When Oversee is legally compelled to disclose user data in response to a valid and lawful request, we apply strict data minimization principles to limit the scope of disclosure.

3.1. Minimum Necessary Disclosure

We will disclose only the minimum amount of personal data strictly necessary to satisfy the specific legal obligation. No additional data beyond what is explicitly requested and legally required will be provided.

3.2. Scope Narrowing

Before producing data, we will:

• Narrow the scope of the response to the specific users, accounts, or time periods identified in the request
• Exclude any data categories not explicitly covered by the legal basis cited
• Remove or redact information that is not relevant to the stated purpose
• Anonymize or pseudonymize data where possible without undermining the purpose of the request

3.3. Communication Content

We will not disclose the content of private communications unless compelled by a valid court order that specifically authorizes such disclosure, as required by the Marco Civil da Internet (Article 10, §2).

3.4. Metadata Separation

Metadata (such as access logs, IP addresses, or timestamps) may be disclosed separately from content data when the legal basis supports only metadata access.

4. Request Logging and Record-Keeping

Oversee maintains a detailed internal log of all data requests received from public authorities.
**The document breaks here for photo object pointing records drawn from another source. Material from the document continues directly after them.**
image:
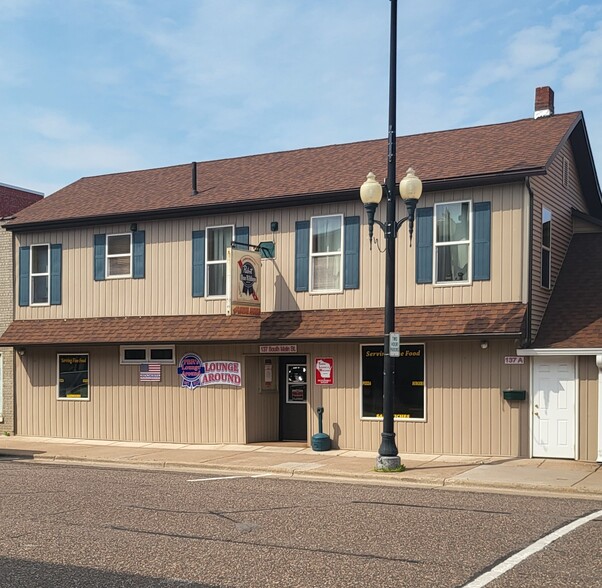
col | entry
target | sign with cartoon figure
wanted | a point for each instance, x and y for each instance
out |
(243, 281)
(195, 373)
This log is confidential and is maintained to ensure accountability, transparency, and compliance with our legal obligations.

4.1. Information Recorded

For each request, the following information is recorded:

• Date the request was received
• Identity of the requesting authority and the individual officer or representative
• Legal basis cited in the request
• Description of the data requested
• Users or accounts affected
• Result of the legitimacy review (approved, rejected, or contested)
• Legal reasoning supporting the decision
• Description of data disclosed (if any), including the scope and format
• Date of response or disclosure
• Names and roles of internal personnel involved in the review and decision
• Any correspondence or objections exchanged with the requesting authority

4.2. Retention

These records are retained for a minimum of five (5) years, in compliance with applicable legal retention requirements.

4.3. Access Control

Access to the request log is restricted to authorized members of the Legal and Privacy team. The log is reviewed periodically to identify trends, ensure consistency of decisions, and improve internal processes.

4.4. Transparency Reporting

Oversee may publish an annual transparency report summarizing the number and types of government data requests received, the number of requests complied with, and the number of requests contested or rejected. This report will contain only aggregate data and will not identify individual users or specific investigations.

5. Contact

For questions about this policy or to submit a lawful data request, please contact:

Oversee Tecnologia LTDA
Privacy and Data Protection Team
Email: privacy@getoversee.ai

6. Changes to This Policy

We may update this policy from time to time to reflect changes in applicable law, regulatory guidance, or our internal practices. The "Last Updated" date at the top of this document indicates when the most recent revision was made.